Trata-se de uma reivindicação legítima. Não raramente, porém, os pedidos por reformas “pró-mercado” partem de uma caracterização superficial da palavra “mercado”. Há mesmo uma tendência em confundir o termo com setores específicos da economia – em particular, com os interesses do setor financeiro. A consequência é a existência de certa confusão sobre o real significado de uma política voltada ao fortalecimento dos mecanismos de “mercado”.           

Reflitamos, então, sobre as possíveis interpretações para a noção de “mercado”. Uma primeira caracterização enfatiza a existência de um mecanismo descentralizado para a determinação de preços. Em outras palavras, o “mercado” seria uma dimensão da vida social em que muitas pessoas venderiam a comprariam produtos.

Se essa é a interpretação utilizada, são muitas as vantagens derivadas da existência do “mercado”. Além de promover a competição, a interação entre milhões de pessoas com suas preferências e acesso a um conjunto particular de dados permite uma dispersão mais eficiente das informações relevantes. Quando observamos a cotação internacional de uma commodity, costumamos nos esquecer que aquele preço resume muitas informações que ajudam a explicar a oferta e a demanda pelo produto: gostos dos consumidores, características do clima em distintas partes do mundo, decisões dos produtores, existência de conflitos armados, entre outras variáveis. Nenhum outro mecanismo de alocação de recursos conseguiria processar tamanho volume de informações de forma mais eficiente.     

Isso não significa que o “mercado” seja apenas um sistema em que oferta e demanda se equilibram de forma quase “mágica”. Desde os anos 1970, economistas influentes como Douglass North têm sublinhado o fato de que mercados “desregulados” não existem. Conforme descrito por uma vastíssima literatura, qualquer mercado depende de regras claras para existir. O funcionamento do “mercado” depende de escolhas feitas por humanos, que desenham e, na melhor das hipóteses, aperfeiçoam as instituições de uma sociedade. Assim, a vitalidade desse sistema descentralizado é garantida por regras muitas vezes criadas em outras dimensões da vida social, como a política.

Em uma democracia, tais escolhas idealmente refletem as preferências de uma coalizão de eleitores capaz de representar distintas sensibilidades, e não as de uma única pessoa ou setor da sociedade. De fato, é desejável que o estabelecimento das regras que orientam o funcionamento do “mercado” derive das preocupações e necessidades de um grupo heterogêneo de indivíduos e setores econômicos. Quando ninguém tem o poder de ditar as regras do jogo, o resultado é o desenho de políticas que fortalecem o sistema – e, portanto, reforçam as suas vantagens.
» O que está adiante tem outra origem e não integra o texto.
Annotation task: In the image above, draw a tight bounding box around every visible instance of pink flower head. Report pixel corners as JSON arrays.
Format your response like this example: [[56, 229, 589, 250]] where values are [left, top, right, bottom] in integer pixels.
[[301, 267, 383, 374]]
Por outro lado, o acúmulo de poder nas mãos de poucos tende a gerar um processo de “captura” das instituições. Com isso, o desenho das regras que regulam o funcionamento do “mercado” fatalmente reproduz os interesses daqueles grupos com poder concentrado. O resultado é a consolidação de distorções e privilégios que, no longo prazo, afetam o nível de desenvolvimento econômico de uma sociedade.  

Daí reside a importância de evitarmos uma segunda interpretação para o termo “mercado”, qual seja, aquela que o associa com as opiniões de agentes influentes do mercado financeiro. Que fique claro, a existência de um setor financeiro robusto é uma condição necessária para o desenvolvimento econômico de qualquer sociedade. Entretanto, a eventual “captura” da regulação por parte das empresas do setor pode ter um efeito tão negativo quanto o acúmulo exagerado de poder nas mãos de qualquer outro segmento da sociedade. A história recente – vide o exemplo da crise de 2008 – nos mostra que a associação automática entre os termos “mercado” e setor financeiro pode nos levar à destruição de valor.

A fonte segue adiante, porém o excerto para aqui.